Imparfait, passé simple et baignoire grand format
Elle commence par planter le décor : « C’était dans un château, il y avait une grande baignoire remplie d’eau chaude, tu étais avec une inconnue… »
Tous ses verbes sont à l’imparfait.
Soudain, elle hésite sur le temps à employer : « … tu étais avec une inconnue… j’aurais dû m’enfuir… ».
Elle voit bien que ça ne colle pas. Je lui suggère un « je devais m’enfuir », mais, réflexion faite, son hésitation est un signe qui ne trompe pas : son récit est arrivé à un tournant. Je me corrige : « Tu aurais aussi pu dire “je dus m’enfuir” ou, en langage parlé d’aujourd’hui, “j’ai dû m’enfuir” ». (Dans cet article, nous considèrerons le passé simple et le passé composé comme équivalents.)
(Photo : Renaud Bouret)
Les grammaires racontent beaucoup de choses sur l’imparfait et le passé simple. L’imparfait rapporterait un évènement habituel ou répétitif, sans début ni fin bien marqués. Le passé simple servirait à décrire un évènement ponctuel, bien délimité dans le temps. Mais la question n’est pas là.
Le choix de l’imparfait ou du passé simple ne dépend pas des évènements qui sont en train d’être décrits, mais plutôt du point de vue que le narrateur a choisi d’adopter. L’imparfait est la marque du présupposé, du choix fermé : tout est joué d’avance. Le passé simple est la marque du choix ouvert : tout est encore possible.
La narratrice a donc décidé de présenter ses trois premiers énoncés comme des faits entendus d’avance : « C’était dans un château, il y avait une grande baignoire remplie d’eau chaude, tu étais avec une inconnue… ». Mais à partir de là, plus rien n’est joué, tout peut encore se produire, d’où le passage de l’imparfait au passé simple/passé composé : « j’ai dû m’enfuir. ».
La narratrice aurait pu bifurquer de l’imparfait au passé simple à n’importe quel point de son récit : « C’était dans un château, il y avait une grande baignoire remplie d’eau chaude, tu étais avec une inconnue, je devais m’enfuir, je ne trouvais plus la porte, et c’est alors que tu m’as vue. ».

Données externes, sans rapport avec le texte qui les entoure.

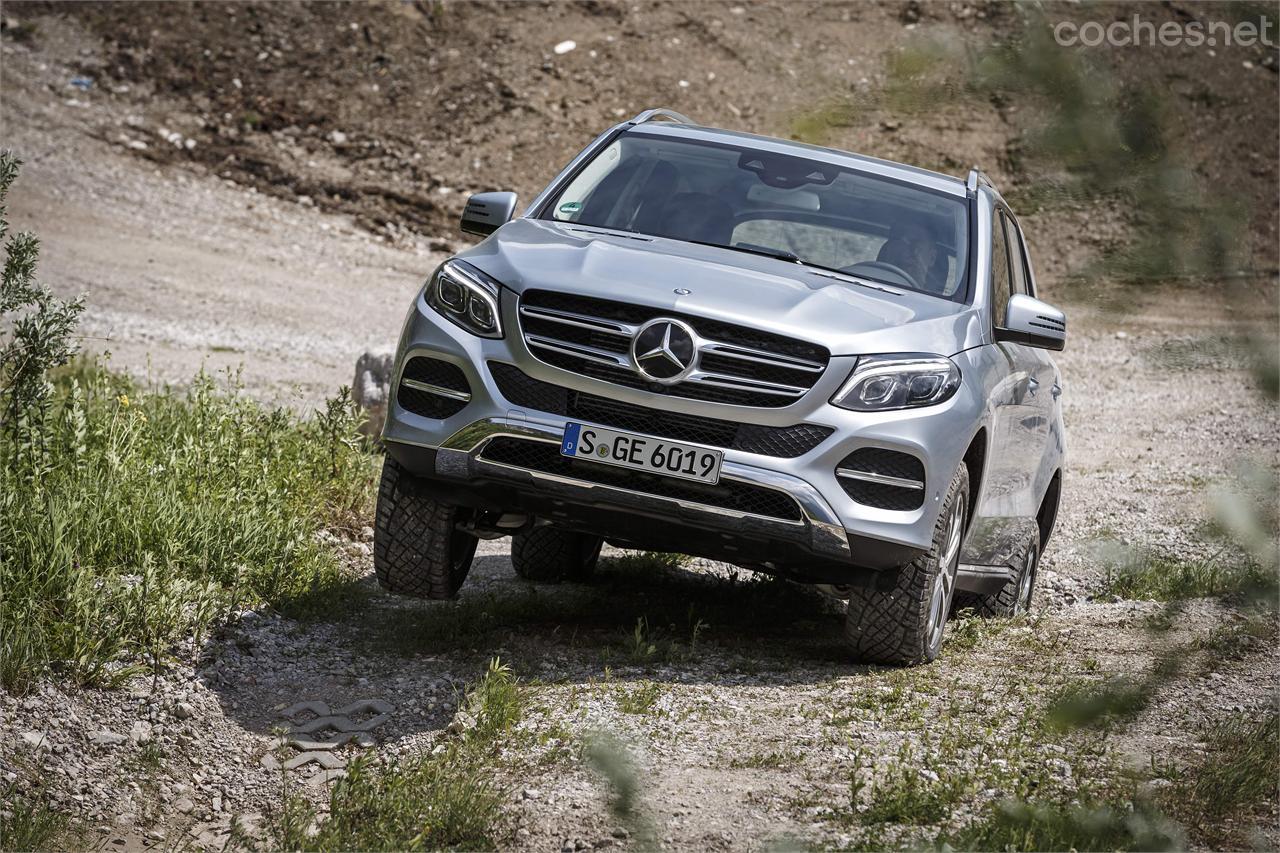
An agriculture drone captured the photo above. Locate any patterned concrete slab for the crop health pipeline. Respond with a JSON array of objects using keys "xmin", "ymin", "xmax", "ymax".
[{"xmin": 261, "ymin": 699, "xmax": 396, "ymax": 774}]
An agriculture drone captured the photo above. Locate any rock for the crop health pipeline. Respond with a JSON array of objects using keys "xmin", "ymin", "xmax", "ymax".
[
  {"xmin": 88, "ymin": 729, "xmax": 128, "ymax": 747},
  {"xmin": 351, "ymin": 350, "xmax": 396, "ymax": 435},
  {"xmin": 447, "ymin": 711, "xmax": 476, "ymax": 735}
]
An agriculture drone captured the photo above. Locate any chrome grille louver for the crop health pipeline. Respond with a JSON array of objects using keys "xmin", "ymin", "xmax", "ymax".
[{"xmin": 520, "ymin": 291, "xmax": 829, "ymax": 407}]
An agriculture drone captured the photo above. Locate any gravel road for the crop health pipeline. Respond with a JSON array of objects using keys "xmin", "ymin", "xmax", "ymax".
[{"xmin": 0, "ymin": 14, "xmax": 1280, "ymax": 849}]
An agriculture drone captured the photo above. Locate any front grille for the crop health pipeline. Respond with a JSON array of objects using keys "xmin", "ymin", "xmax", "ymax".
[
  {"xmin": 489, "ymin": 361, "xmax": 833, "ymax": 459},
  {"xmin": 396, "ymin": 356, "xmax": 471, "ymax": 420},
  {"xmin": 836, "ymin": 447, "xmax": 924, "ymax": 512},
  {"xmin": 520, "ymin": 291, "xmax": 831, "ymax": 409},
  {"xmin": 480, "ymin": 437, "xmax": 801, "ymax": 521}
]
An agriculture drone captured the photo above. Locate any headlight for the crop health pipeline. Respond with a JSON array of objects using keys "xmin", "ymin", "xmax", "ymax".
[
  {"xmin": 831, "ymin": 352, "xmax": 960, "ymax": 411},
  {"xmin": 426, "ymin": 260, "xmax": 502, "ymax": 338}
]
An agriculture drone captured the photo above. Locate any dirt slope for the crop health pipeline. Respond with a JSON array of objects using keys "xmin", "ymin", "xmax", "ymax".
[{"xmin": 0, "ymin": 3, "xmax": 1280, "ymax": 849}]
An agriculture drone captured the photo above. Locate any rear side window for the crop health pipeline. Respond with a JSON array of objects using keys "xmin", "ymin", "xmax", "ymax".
[{"xmin": 991, "ymin": 211, "xmax": 1010, "ymax": 325}]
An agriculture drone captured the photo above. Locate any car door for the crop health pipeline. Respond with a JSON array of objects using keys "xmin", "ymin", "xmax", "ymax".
[
  {"xmin": 992, "ymin": 206, "xmax": 1053, "ymax": 517},
  {"xmin": 1005, "ymin": 211, "xmax": 1061, "ymax": 489}
]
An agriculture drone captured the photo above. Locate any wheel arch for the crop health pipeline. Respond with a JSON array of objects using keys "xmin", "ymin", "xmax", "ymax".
[{"xmin": 1036, "ymin": 469, "xmax": 1062, "ymax": 553}]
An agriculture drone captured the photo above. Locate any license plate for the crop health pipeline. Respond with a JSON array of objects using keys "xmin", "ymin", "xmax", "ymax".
[{"xmin": 561, "ymin": 424, "xmax": 724, "ymax": 483}]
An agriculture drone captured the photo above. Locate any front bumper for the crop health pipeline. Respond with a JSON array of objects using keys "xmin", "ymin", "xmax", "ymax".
[{"xmin": 383, "ymin": 292, "xmax": 980, "ymax": 573}]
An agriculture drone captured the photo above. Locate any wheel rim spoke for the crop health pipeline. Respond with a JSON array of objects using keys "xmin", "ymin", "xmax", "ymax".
[{"xmin": 928, "ymin": 497, "xmax": 965, "ymax": 648}]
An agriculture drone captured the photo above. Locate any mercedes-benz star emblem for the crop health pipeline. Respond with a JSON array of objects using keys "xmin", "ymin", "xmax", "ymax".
[{"xmin": 631, "ymin": 318, "xmax": 698, "ymax": 386}]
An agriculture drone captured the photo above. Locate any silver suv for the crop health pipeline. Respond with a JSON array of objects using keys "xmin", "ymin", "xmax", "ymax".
[{"xmin": 375, "ymin": 110, "xmax": 1066, "ymax": 663}]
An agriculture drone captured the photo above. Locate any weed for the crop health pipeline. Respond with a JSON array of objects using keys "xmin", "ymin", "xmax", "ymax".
[
  {"xmin": 938, "ymin": 800, "xmax": 1185, "ymax": 850},
  {"xmin": 0, "ymin": 780, "xmax": 72, "ymax": 852},
  {"xmin": 1161, "ymin": 711, "xmax": 1280, "ymax": 847},
  {"xmin": 849, "ymin": 760, "xmax": 966, "ymax": 826},
  {"xmin": 1102, "ymin": 540, "xmax": 1275, "ymax": 601},
  {"xmin": 728, "ymin": 752, "xmax": 804, "ymax": 770},
  {"xmin": 622, "ymin": 612, "xmax": 704, "ymax": 666},
  {"xmin": 0, "ymin": 368, "xmax": 374, "ymax": 689},
  {"xmin": 271, "ymin": 745, "xmax": 506, "ymax": 850},
  {"xmin": 460, "ymin": 657, "xmax": 526, "ymax": 744},
  {"xmin": 617, "ymin": 681, "xmax": 666, "ymax": 713},
  {"xmin": 0, "ymin": 175, "xmax": 372, "ymax": 690}
]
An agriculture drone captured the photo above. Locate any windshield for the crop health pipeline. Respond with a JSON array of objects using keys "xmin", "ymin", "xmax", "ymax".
[{"xmin": 541, "ymin": 131, "xmax": 969, "ymax": 301}]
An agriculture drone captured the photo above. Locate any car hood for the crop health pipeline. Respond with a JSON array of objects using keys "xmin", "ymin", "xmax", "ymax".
[{"xmin": 458, "ymin": 219, "xmax": 982, "ymax": 355}]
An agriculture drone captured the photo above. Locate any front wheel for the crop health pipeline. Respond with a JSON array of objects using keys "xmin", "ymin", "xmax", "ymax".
[
  {"xmin": 374, "ymin": 456, "xmax": 476, "ymax": 598},
  {"xmin": 845, "ymin": 465, "xmax": 969, "ymax": 665}
]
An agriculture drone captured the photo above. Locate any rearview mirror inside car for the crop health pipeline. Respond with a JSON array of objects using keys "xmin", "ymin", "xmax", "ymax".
[
  {"xmin": 996, "ymin": 293, "xmax": 1066, "ymax": 350},
  {"xmin": 462, "ymin": 192, "xmax": 516, "ymax": 237}
]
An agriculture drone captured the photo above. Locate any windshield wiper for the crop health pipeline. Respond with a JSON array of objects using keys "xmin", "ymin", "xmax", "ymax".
[
  {"xmin": 660, "ymin": 237, "xmax": 910, "ymax": 296},
  {"xmin": 677, "ymin": 237, "xmax": 805, "ymax": 264}
]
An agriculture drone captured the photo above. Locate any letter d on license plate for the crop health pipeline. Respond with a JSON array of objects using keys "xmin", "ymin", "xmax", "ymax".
[{"xmin": 561, "ymin": 424, "xmax": 724, "ymax": 483}]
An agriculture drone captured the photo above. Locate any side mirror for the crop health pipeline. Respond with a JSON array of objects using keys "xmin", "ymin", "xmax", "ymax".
[
  {"xmin": 462, "ymin": 192, "xmax": 516, "ymax": 237},
  {"xmin": 996, "ymin": 293, "xmax": 1066, "ymax": 350}
]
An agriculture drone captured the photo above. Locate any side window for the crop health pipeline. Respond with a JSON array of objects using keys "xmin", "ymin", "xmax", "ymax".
[
  {"xmin": 1000, "ymin": 214, "xmax": 1030, "ymax": 296},
  {"xmin": 1009, "ymin": 213, "xmax": 1036, "ymax": 296},
  {"xmin": 991, "ymin": 210, "xmax": 1010, "ymax": 325}
]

Cela montre bien que le passage de l’imparfait au passé simple véhicule un message subjectif (l’optique du narrateur) et non objectif (la description des faits).
Le modèle serait le suivant :
Imparfait [+ Imparfait + … + Imparfait] + Passé simple
Si on ne conserve qu’une seule proposition à l’imparfait, on retrouve la structure chère aux grammaires traditionnelles, qui se contentent de la décrire sans l’expliquer : « Je lisais tranquillement quand le téléphone sonna, etc., etc. ».
En fait, rien n’empêche d’enfiler les propositions au passé simple/passé composé les unes après les autres : « … tu étais avec une inconnue, j’ai dû m’enfuir, je n’ai pas trouvé plus la porte, et c’est alors que tu m’as vue. ».
Le modèle complet serait alors :
Imparfait [+ Imp. + … + Imp.] + [P. simple + … + P. simple] + Passé simple
En somme, tous les éléments présentés comme informatifs sont marqués par le passé simple. Ces éléments sont précédés des éléments considérés comme présupposés, qui portent la marque de l’imparfait. Les éléments informatifs sont, bien entendu, ceux que l’interlocuteur ignore encore. Les éléments présupposés sont, au contraire, ceux qui sont déjà connus ou censés être connus de l’interlocuteur, au moment où celui-ci va être être mis au courant des éléments informatifs.
Éléments présupposés + Éléments informatifs
Éléments présupposés = choix fermé : tout est déjà déterminé
Éléments informatifs = choix ouvert : tout peut encore arriver.
On aura compris que le récit proposé ici, qui ne brille ni par le fond ni par la forme, était le compte-rendu d’un rêve. On aura compris également que la narratrice n’a pas le français pour langue maternelle, ce qui a l’avantage de mettre en lumière des procédés linguistiques que les automatismes habituels tendent normalement à cacher.